Giving Compass' Take:

•  Dan Porterfield, President, and CEO of the Aspen Institute, explains the importance of community engagement and collaboration at The Future of Cities: Connecting Innovation, Equity, and Empowerment Conference. 

• Why should city development work have a focus on community development? How are donors prioritizing community development work in their areas?

• Read more about cities, data, and the future of work and economic development. 


The Aspen Institute is dedicated to creating a free, just, and equitable society. Cities—home today to 80 percent of Americans—are crucial to that timeless vision.

Decisions about how to incorporate artificial intelligence into urban transit systems must be driven by the imperatives of equity and community legitimacy.

Decisions backed by data analytics can help support a city that espouses justice—one where no one is disadvantaged because of race, gender, sexual orientation, income-level, or geography.

This “Future of U.S. Cities” handbook reminds us that equity and legitimacy are not by definition in the DNA of innovation unless we make it so.

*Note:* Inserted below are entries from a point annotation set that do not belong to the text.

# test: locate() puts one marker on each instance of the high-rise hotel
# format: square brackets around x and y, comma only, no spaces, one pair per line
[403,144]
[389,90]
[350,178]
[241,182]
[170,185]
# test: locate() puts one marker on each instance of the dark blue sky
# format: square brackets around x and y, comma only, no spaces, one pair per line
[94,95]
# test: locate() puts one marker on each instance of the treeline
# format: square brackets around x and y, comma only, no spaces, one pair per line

Again and again in our careers we have seen how changes in technology or the implementation of new innovations happens faster than the broader public’s engagement in the changes happening not with them but to them.

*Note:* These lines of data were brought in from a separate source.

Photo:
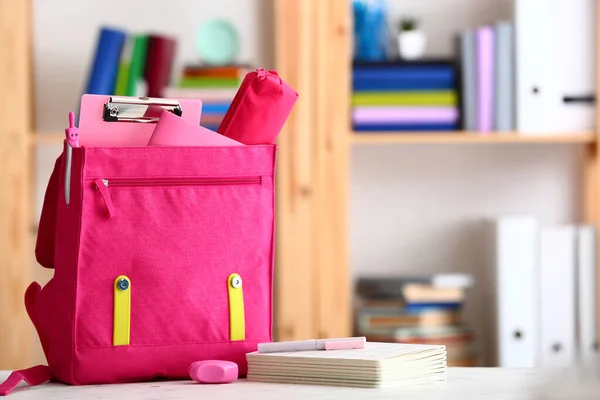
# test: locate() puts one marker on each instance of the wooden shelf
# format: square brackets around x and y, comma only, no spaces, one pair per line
[468,137]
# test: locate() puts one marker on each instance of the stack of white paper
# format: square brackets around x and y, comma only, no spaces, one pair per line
[377,365]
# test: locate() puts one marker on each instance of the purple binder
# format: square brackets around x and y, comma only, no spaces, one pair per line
[485,79]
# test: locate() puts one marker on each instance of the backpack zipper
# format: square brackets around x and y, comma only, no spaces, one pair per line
[102,185]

Personally, I see the critical importance of community engagement and change-making through the tangled story of education reform in American over the last 10-15 years. It doesn’t make sense to me that parents and students sit confused as polarizing debates rage around them about whether or not, for example, charter schools and new forms of assessment are beacons of a democratic future in which the citizens are educated for flourishing or if they reflect special interests, business practices, and the privatization, for the good of some but not all, of the public imperative to educate all equally.

If we don’t have all stakeholders at the table to co-create the future that we seek, to ensure that our innovations serve equity and are respected by all stakeholders for the legitimacy of the processes that develop them, we will find our new creations may increase efficiency, perhaps, but drive people apart.